Kleden en dekbedden zijn beide soorten bedovertrekken, hoewel ze op iets andere manieren worden gebruikt. Door regionale verschillen in dialect kan hetzelfde artikel in verschillende landen echter zowel een quilt als een dekbed worden genoemd.
Technisch gesproken is een quilt een bedbedekking die uit twee of meer stukken bestaat en waartussen isolatie zit. In het gewone gebruik is een quilt echter een vlakke bedbekleding. Het meest voorkomende type quilt is een patchwork quilt, waarbij de voorkant of bovenkant uit veel verschillende stukken stof bestaat. De achterkant is gewoonlijk anders dan de voorkant, met een effen kleur in plaats van veel verschillende lapjes. Tussen de twee zit een laag dunne vulling.
Er zijn ook wholecloth quilts, waarbij de voorkant uit één enkel lapje stof is gemaakt. Bij deze quilts ligt de nadruk meestal meer op het decoratieve stiksel dan op de stofpatronen.
Historisch gezien werden ze vooral gebruikt als bedovertrekken. De voorkanten van patchwork quilts werden meestal gemaakt van kleine restjes stof die overbleven van andere projecten, zodat ze niet werden verspild.
Heden ten dage kunnen quilts worden gebruikt voor een verscheidenheid van doeleinden. Ze worden nog steeds op bedden gebruikt, maar het unieke uiterlijk van een patchwork quilt heeft er een kunstvorm van gemaakt. Sommige quilts hebben ingewikkelde afbeeldingen op de voorkant, een enkele grote afbeelding, of zelfs een serie vierkanten die een verhaal vertellen, zoals de bijbelquilt van Harriet Powers. Afgezien van hun oorspronkelijke doel, zijn ze gebruikt om alles te doen, van het onderwijzen van anderen tot het vastleggen van de geschiedenis en het herdenken van belangrijke gebeurtenissen om te helpen bij fondsenwerving en campagnes. Ze kunnen op bedden worden gelegd, maar ze worden ook opgehangen aan muren, gebruikt in kleding, gebruikt als gooitapijt, gebruikt als tafelkleed, gebruikt voor de zijkanten van tenten, en tentoongesteld op openbare evenementen.

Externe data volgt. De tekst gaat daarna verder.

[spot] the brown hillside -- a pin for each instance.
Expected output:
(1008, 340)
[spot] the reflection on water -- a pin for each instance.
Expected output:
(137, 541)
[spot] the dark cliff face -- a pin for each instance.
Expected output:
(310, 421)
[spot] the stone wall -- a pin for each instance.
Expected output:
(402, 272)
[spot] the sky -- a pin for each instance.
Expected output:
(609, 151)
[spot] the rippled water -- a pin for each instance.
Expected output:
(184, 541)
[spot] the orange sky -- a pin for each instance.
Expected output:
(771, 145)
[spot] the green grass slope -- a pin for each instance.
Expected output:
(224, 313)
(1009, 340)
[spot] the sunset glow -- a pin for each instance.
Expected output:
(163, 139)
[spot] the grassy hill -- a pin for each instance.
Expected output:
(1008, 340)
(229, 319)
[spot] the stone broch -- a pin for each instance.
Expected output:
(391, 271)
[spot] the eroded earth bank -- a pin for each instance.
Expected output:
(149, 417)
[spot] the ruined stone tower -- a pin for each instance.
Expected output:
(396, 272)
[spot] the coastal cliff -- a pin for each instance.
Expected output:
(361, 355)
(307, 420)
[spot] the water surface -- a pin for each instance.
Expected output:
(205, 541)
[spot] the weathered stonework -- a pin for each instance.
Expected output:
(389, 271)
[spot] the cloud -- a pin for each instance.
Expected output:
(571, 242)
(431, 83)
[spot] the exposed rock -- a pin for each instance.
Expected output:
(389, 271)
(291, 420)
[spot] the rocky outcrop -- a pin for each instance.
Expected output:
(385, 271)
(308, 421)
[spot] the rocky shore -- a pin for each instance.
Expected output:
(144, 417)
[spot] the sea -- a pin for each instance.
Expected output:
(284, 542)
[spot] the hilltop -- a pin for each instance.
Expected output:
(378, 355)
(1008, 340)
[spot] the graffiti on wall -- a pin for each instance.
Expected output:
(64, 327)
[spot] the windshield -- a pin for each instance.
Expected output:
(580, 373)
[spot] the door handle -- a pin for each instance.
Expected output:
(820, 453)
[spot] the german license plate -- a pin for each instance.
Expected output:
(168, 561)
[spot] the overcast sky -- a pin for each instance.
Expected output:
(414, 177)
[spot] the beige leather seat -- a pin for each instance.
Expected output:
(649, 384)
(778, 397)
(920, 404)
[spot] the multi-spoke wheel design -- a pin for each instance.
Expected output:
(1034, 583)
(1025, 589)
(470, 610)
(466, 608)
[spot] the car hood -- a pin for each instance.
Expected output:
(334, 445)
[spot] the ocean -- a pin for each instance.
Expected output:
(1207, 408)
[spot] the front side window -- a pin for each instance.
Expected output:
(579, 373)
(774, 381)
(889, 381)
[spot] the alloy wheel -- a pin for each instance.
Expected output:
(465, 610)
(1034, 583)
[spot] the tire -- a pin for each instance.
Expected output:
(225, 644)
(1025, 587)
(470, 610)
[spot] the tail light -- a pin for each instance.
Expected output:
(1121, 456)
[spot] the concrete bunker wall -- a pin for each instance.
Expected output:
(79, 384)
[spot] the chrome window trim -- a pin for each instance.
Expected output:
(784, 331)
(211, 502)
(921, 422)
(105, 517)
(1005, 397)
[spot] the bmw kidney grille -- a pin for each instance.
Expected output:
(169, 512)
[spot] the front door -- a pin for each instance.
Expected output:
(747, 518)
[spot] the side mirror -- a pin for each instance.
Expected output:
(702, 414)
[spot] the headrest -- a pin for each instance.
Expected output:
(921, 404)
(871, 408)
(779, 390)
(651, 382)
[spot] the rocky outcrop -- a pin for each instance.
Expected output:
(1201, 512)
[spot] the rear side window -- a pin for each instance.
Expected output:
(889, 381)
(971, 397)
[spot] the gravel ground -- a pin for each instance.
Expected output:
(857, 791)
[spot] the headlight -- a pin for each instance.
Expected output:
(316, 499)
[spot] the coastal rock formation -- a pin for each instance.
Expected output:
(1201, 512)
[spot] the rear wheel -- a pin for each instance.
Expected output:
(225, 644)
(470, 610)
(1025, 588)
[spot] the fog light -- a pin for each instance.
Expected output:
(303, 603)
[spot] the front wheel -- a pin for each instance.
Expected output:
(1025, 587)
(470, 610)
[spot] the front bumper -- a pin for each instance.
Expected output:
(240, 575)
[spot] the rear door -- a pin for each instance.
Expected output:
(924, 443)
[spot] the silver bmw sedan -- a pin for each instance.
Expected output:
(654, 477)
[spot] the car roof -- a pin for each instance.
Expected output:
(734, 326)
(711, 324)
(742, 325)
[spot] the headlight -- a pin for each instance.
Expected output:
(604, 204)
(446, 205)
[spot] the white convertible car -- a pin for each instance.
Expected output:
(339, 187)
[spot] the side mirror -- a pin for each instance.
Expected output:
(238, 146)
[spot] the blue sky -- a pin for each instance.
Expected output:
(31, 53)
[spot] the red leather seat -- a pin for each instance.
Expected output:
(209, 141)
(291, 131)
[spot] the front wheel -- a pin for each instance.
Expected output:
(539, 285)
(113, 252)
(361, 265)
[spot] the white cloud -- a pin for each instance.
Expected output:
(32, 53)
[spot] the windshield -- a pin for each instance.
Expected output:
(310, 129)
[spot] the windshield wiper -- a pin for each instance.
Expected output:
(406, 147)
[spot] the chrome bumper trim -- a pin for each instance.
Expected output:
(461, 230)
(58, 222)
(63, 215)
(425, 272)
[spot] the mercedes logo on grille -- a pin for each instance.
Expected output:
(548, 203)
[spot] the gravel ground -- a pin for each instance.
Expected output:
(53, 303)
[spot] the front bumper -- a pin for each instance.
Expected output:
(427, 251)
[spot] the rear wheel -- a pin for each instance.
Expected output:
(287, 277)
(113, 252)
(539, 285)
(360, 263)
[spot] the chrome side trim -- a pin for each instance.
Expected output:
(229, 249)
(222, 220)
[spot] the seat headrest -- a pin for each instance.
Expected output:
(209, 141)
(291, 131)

Comforters worden alleen gebruikt als bedbedekking. Ze hebben de neiging veel pluiziger te zijn dan dekbedden, met veel meer isolatie of vulling, en de voor- en achterkant hebben de neiging hetzelfde te zijn.
Er is wat verschillende terminologie rond het comforter. Het woord “comforter”, evenals de comforters zelf, wordt alleen in het Amerikaans Engels gebruikt. Buiten Amerika worden ze niet vaak gebruikt, maar in Australië zou hetzelfde ding een “doona” worden genoemd. In het Verenigd Koninkrijk worden ze in het Brits “eiderdowns”, “duvets”, “continental quilts”, of gewoon “quilts” genoemd. De meeste van deze namen worden echter vaker gebruikt voor dekbedden dan voor comforters.
Dubedden zijn iets anders dan comforters. De naam, ‘duvet’, is Frans voor ‘dons’, zoals donsveren op een vogel. Dit is ook de reden waarom zij en comforters eiderdonsdekens worden genoemd: zij waren gewoonlijk gevuld met het dons van de eidereend.
Duvets zijn gewoonlijk dikker dan comforters. Dekbedden kunnen hoezen hebben om ze langer te laten meegaan, maar dekbedden hebben altijd een hoes die eromheen gewikkeld is als een kussensloop. Dekbedden zijn altijd even groot als de matras, maar dekbedden zijn altijd iets groter, zodat ze over de randen kunnen hangen. Tot slot worden dekbedden meestal bovenop een laken gebruikt, terwijl dekbedden direct kunnen worden gebruikt, omdat een dekbed door de hoes gemakkelijker te wassen is dan een dekbed.
Samengevat zijn dekbedden platte stoffen die bestaan uit een gedecoreerde voorkant, een ongedecoreerde achterkant en daartussen een isolatielaag. Dekbedden zijn dikker, meestal niet versierd, en de twee zijden zijn vaak hetzelfde. Terwijl dekbedden veel verschillende toepassingen hebben, worden dekbedden alleen als bedovertrek gebruikt. Er zijn ook dekbedden, die nog dikker zijn dan dekbedden. De term “comforter” wordt alleen in het Amerikaans Engels gebruikt. Quilts, comforters en duvets worden in het Brits allemaal ‘quilts’ genoemd, en comforters en duvets zijn ‘doonas’ in het Australisch Engels.